Haiola is free and open source software that assists people in publishing the Holy Bible or portions thereof in many formats. It converts Scriptures in a source format to many output formats. The initial source format supported is Unicode USFM. USFX is also supported. We plan future support for importing USX files, as well. Currently, Haiola supports one style of HTML output, plus USFX as an output. In the future, it will support conversions to multiple styles of HTML, PDF, and formats used by various Bible study programs and electronic book reader devices and software.
You are responsible to make sure that you abide by all applicable copyright laws and the rules of the applicable Bible translation agencies when publishing Scripture. More importantly, due care appropriate to handling God's Word is your responsibility.
This program is under construction.
It does useful things for the authors, and we have reason to believe
that it will do so for you, too, but please use it at your own risk, and only
with data that you back up frequently.
This is a sort
of a partial alpha release, but the parts that are done are useful
and in operational use. We believe that it is better to build
incrementally, and release frequently as new features are added or
other improvements are made. This allows for early feedback as to
what works, what doesn’t work so well, and what would be best to
work on, next. However, this also means that you need to use this
program with due caution. Back
up your important data frequently. I
never try to make mistakes, and I test this software on my system,
but I never tried it on your system with your data. This is not
consumer-level software. There aren’t many error traps. Strange
data will cause very strange results and/or strange messages, so please
watch for error
messages and check your outputs to make sure they look reasonable. In particular,
please note that bad markup that does not conform exactly to the USFM specification
WILL cause problems. Customizations of the style sheet (custom.sty) in Paratext
are NOT honored by Haiola, and will confuse Haiola.
Haiola is a free and open source collection of programs. It inherits major portions of Prophero and WordSend.
See the change log for the list of recent changes.
The following prerequisites must be met to run Haiola:
Haiola is a file format conversion
program. It works with a mandatory directory structure and some
auxiliary files. Rather than doing the traditional thing and
specifying input file locations one by one, using this directory
structure saves a lot of time for both the user and the programmer,
at least when processing large numbers of language projects. For each
Bible translation project, you enter some meta-data (information about
the project), then run the conversions on that project or on all
selected projects. Some of the details as to what to do with the
outputs are left up to you, either to process manually or to supply a
script or batch file to process them.
Method 1: Standard windows install
Method 2: Portable install (for installation on removable media)

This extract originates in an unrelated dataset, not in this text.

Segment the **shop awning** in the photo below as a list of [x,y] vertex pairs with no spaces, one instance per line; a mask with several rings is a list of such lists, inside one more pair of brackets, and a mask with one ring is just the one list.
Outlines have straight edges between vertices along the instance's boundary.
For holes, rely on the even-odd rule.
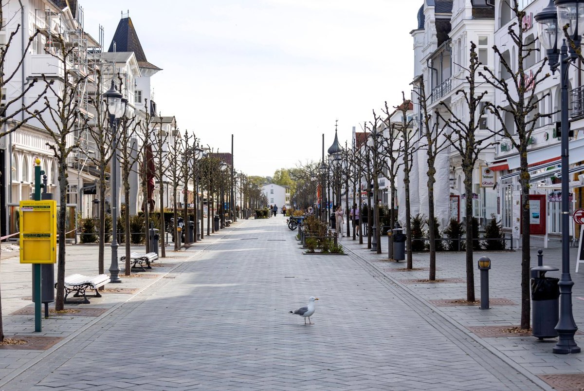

deb http://packages.sil.org/ubuntu distributionName main
wget -O - http://packages.sil.org/sil.gpg | sudo apt-key add -
apt-get install fonts-sil-andika
sudo apt-get install fonts-sil-gentium-plus
sudo apt-get install mono-complete
sudo apt-get install libmono-winforms2.0-cil
The root of the directory structure can be anywhere in the file system that you have read and write permissions. It is normally a directory called “BibleConv” in your Documents directory, on an external device, or on a network drive. You choose which directory you want to contain your Haiola project data during your first run of Haiola, or at any later time using the “Set data directory” button. Under the BibleConv directory, Haiola will create Work, Site, and FilesToCopyToOutput directories.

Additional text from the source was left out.